Ara Balabanian, president of the Greater Victoria Real Estate Board, said the interest-rate hike could push would-be buyers into the market in an attempt to beat another rate increase.
“I think the effects might be more psychological than real financial,” said Balabanian, a real estate agent with Macdonald Realty Victoria. “There’s a lot of people who have been sitting on the sidelines watching [the market] and they might think, the rates are beginning to move up, maybe this is the time to go forward and buy something and lock it in. This low interest-rate environment will not continue forever.”
The interest rate is only one factor influencing the real estate market, and Balabanian said he doesn’t anticipate a major change in Greater Victoria house prices.

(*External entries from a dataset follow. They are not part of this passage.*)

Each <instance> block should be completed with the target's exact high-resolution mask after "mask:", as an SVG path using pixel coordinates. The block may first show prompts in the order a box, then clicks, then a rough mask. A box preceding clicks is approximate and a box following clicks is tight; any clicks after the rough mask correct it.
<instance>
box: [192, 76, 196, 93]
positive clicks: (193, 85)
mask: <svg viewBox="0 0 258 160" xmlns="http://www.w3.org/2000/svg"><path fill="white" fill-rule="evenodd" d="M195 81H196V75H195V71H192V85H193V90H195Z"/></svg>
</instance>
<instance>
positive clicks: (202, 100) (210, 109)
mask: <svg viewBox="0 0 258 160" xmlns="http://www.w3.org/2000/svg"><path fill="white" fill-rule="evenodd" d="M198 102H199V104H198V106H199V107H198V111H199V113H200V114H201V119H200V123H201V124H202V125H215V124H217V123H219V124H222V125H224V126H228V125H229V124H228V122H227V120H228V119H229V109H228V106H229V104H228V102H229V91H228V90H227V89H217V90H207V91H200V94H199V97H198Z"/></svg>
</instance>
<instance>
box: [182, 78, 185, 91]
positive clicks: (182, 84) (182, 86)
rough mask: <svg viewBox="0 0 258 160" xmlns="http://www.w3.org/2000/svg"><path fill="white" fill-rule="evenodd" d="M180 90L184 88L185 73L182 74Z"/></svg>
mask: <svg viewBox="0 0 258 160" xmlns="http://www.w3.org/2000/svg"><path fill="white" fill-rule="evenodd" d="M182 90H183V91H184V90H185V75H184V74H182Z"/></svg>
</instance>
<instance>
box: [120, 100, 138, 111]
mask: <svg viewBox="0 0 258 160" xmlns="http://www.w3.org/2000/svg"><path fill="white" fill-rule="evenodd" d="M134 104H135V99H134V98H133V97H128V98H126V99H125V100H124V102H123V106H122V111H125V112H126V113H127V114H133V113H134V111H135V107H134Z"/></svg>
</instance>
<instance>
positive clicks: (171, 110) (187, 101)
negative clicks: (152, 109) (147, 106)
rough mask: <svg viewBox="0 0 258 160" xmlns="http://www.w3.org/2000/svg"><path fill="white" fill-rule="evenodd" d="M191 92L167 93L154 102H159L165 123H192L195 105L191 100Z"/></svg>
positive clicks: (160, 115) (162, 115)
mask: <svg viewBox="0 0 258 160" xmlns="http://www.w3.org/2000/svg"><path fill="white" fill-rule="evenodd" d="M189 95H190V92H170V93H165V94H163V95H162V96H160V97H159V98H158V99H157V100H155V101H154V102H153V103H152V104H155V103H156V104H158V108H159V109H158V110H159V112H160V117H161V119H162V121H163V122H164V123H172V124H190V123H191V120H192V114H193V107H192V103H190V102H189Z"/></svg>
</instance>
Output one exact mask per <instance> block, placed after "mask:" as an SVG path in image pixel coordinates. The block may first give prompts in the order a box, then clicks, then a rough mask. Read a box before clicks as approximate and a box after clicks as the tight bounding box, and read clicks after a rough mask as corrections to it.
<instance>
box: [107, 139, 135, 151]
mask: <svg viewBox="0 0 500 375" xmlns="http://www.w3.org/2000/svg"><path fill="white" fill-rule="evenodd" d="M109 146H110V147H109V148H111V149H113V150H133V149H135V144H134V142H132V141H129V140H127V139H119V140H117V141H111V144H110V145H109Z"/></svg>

Mortgage broker Maria Dominelli said most first-time homebuyers have fixed mortgage rates, so the rate hike will not immediately affect them.
Variable rates tend to be lower but riskier, since the rates could rise. Borrowers seeking a variable-rate mortgage would have to qualify at the Bank of Canada benchmark of 4.64 per cent, “so there’s already that cushion built in for those borrowers to handle the ups and downs and ride the wave,” Dominelli said.
She said a period of consistent rate hikes could make it harder for people to get into the market.
“Let’s put it this way: It’s not going to make their bottom line any easier,” she said. “A higher rate will mean they have to take on a slightly higher debt load.”
The “bigger bombshell,” Dominelli said, would be the new stress test for uninsured mortgages being proposed by Canada’s banking regulator.
The new rules would mean homebuyers with a down payment of 20 per cent or more will have to show they can handle their monthly payments if interest rates rise.
Currently, only homebuyers with less than 20 per cent down — who must be insured by Canada Mortgage and Housing Corporation — are required to face the test.
“When these new rules come in, it’s going to be a rude awakening,” she said.